Most people already know their passion but talk themselves out of it — assuming it's silly or can't pay. The real trap is chasing income at the expense of happiness, then spending that income to maintain a lifestyle that keeps them trapped.

Redefine success as contentment: do what you love and live within what that thing pays, whether it's $50k or $50 million.

  • Stigma around downsizing — smaller home, older car — is what keeps people locked in the wrong career.
  • Failure counts as success: knowing you tried eliminates the "what if" permanently.
  • Self-awareness is the skill; copying someone else's morning routine misses the point entirely.

Most people already know their passion

  • People talk themselves out of passions by assuming they must reach elite status (e.g., "I have to be Beyoncé to sing").
  • The actual math: earn $53k singing, spend under $45k — you're happy.
  • Video games weren't a career 30 years ago; almost every passionate kid who stayed the course would have outearned the lawyers and executives.
  • Not knowing your passion is an opportunity, not a failure — it means three years of guilt-free exploration.
  • Try things: cooking classes, skiing, board games, wine, sneakers.
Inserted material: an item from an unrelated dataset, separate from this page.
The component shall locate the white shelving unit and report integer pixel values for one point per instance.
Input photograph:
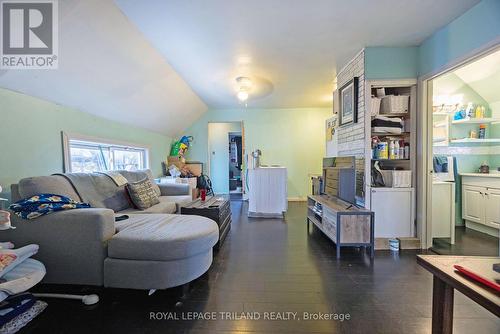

You can't find your home without walking through doors.

Living within your means unlocks career freedom

  • Downsizing your home or car is socially stigmatised almost everywhere — that stigma is what traps people in jobs they hate.
  • People with families face the hardest version: trading kids' bedrooms and a backyard against their own fulfilment.
  • Long-term cost of staying unhappy: resentment, alcoholism, escapism — far heavier than a smaller apartment.
  • Many people earning $1M/year are deeply stressed because they overextended — it's not income, it's the relationship with money.

Self-awareness over imitation

  • There is no universal morning routine, sleep schedule, or work cadence — copying one is category error.
  • Gary checks his phone first thing because he runs a global company; someone else meditating for an hour is equally correct.
  • The framework that works is: take one thing from one person, two from another — the synthesis is you.
  • Education conditions people to believe there is one right way; most "I don't know what I'm doing" anxiety comes from that conditioning.
  • Changing your mind is a strength, not inconsistency.

Nice guys finish first — the real definition

  • Most "nice guys who finish last" are either conflict-avoidant (can't be candid, get walked over) or manipulative (doing favours to extract larger favours).
  • Neither is genuine kindness — the former is fear, the latter is transactional.
  • Finishing first means feeling good about yourself; burning bridges for money produces the deeply unhappy 70-year-olds Gary is surrounded by.
  • Talent is also a variable — being nice and untalented will still produce poor outcomes regardless.

The thrill of the hunt over the trophy

  • Gary's framework for success is loving the process more than the outcome.
  • His goal of owning the New York Jets: he would prefer it arrives with 10 years to live and one Super Bowl — not because of the championship, but because the attempt is the joy.
  • Notoriety has made it hard to do things the world universally expects to fail — his favourite state.
  • Every compliment he attributes to his parents; every criticism he takes personal accountability for — it keeps him level.

On content creation and reaching people

  • Content creation is simultaneously selfish (creative fulfilment) and selfless (impact on audience).
  • Reading your own messages directly prevents your team from filtering and vanillaing the signal down.
  • Tenacity matters when reaching people; humble hunger is readable and welcomed, anxious entitlement is not.
  • The most important email Gary receives is from someone who tried, failed, and thanks him — because they'll never wonder "what if."

NFTs and blockchain — where Gary stood in 2023

  • Called 99% of NFT projects going to zero — before it happened.
  • Bear markets eliminate the purely money-motivated and force the question: what utility does owning this provide?
  • Analogy to 2000 internet crash: the internet wasn't a fad, the early greed was. Same pattern here.
  • Kids trained on Roblox, Minecraft, Fortnite are the native digital-asset consumers; the transition from collectible-with-utility to utility-with-collectibility is inevitable.